Wise words from a horse trainer

My trainer, Susie Artes, said to me this morning in my (riding) lesson:
Your horse is an extension of you. He can feel your anxiety at the beginning of the course and that's why he's jumping nervously from side to side and fidgeting instead of picking up the canter when you ask. You can't think about the whole of the course in your head at the precise moment you ask him to pick up the canter. You have a plan in your head for the whole course. You go over it fence by fence and you hope that it will play the way you imagined it. But you can only do one thing at a time. Our brains aren't wired to focus on the whole while focusing on each separate part. You have to trust that your brain is holding onto the big picture. And then you need to sit down, pull your shoulders back and ask quietly for the first step (the canter departure).


For those of you who are interested in jumping: The course was quite straightforward and the jumps small, no bigger than three feet. A red and white and blue single off the left, tight roll back to a green roll-top bending left in five strides over a green single, right turn to a yellow single bending out over a wide-ish yellow oxer (set perpendicular to the single - a little tricky) in eight strides, right turn and back over the yellow single the other way.

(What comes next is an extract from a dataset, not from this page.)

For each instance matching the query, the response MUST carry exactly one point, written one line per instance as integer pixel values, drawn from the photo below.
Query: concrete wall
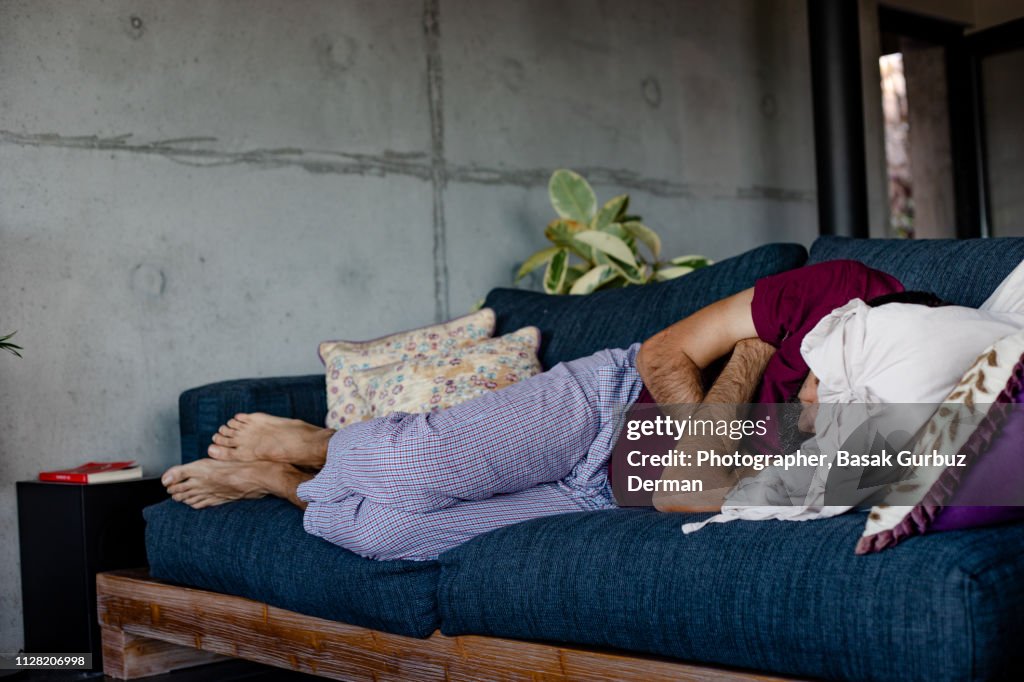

I have been thinking a lot about the brain and what we ask of it and how, in order to make any task less onerous, the breaking up of a large project into small bite-sized pieces is really the only way to make it through without becoming overwhelmed and disenchanted.

The analogy may well be an obvious one, but there are few things that make me feel as happy or as connected to the world as riding my horse, Peso. We're a team and we influence each other with our moods. Sometimes it can be perfect and sometimes it can be disastrous. My daughter talks about good riders being "stone cold" ie, taking all of the emotion out of the equation. Just riding. Just doing it. This is what my horse like best -- that quiet, calm, zen-like ride where I don't mess with him too much and keep out of his way as much as possible -- and this is what I find the most difficult.

The thing about riding and life in general, is that you can't sit it out. Mrs L points this out in her latest blog post on the fantastic 43rd Year:
I realized, once again, that life is all about showing up.
I'd much rather be testing pink bonbons that writing what appears to be one trite cliche after another, but the great epiphany is just that -- overused and cliched. And true.

So, in conclusion, I would interpret Susie's wise words thusly:
  • Have a Grand Plan
  • Stick to it
  • Break it down into easy, bite-sized nuggets
  • Remain deadly calm* (ride it stone cold)
  • Just show up
* This particular aphorism can be attributed to my lovely old friend Richard in Santa Barbara, whom we've not seen in years. He is the master of remaining deadly calm while the world is collapsing around him, aided, it must be said, by a jolly strong gin & tonic.


Peso & Minks (w/funny face)

2 comments:

Errant Aesthete said...

I equate your trainer's philosophy with something E. L. Doctorow once said about writing. “Writing a novel is like driving a car at night. You can see only as far as your headlights, but you can make the whole trip that way.”

You just have to see two or three feet ahead of you to advance for the duration and trust that you will arrive at your destination. Sound advice on writing and/or life.

Miss Whistle said...

Thank you so much for that. You've actually summed up what I was scrabbling for. Sometimes I lose sight of the road just a few feet in front of me. An excellent observation, EA, thank you!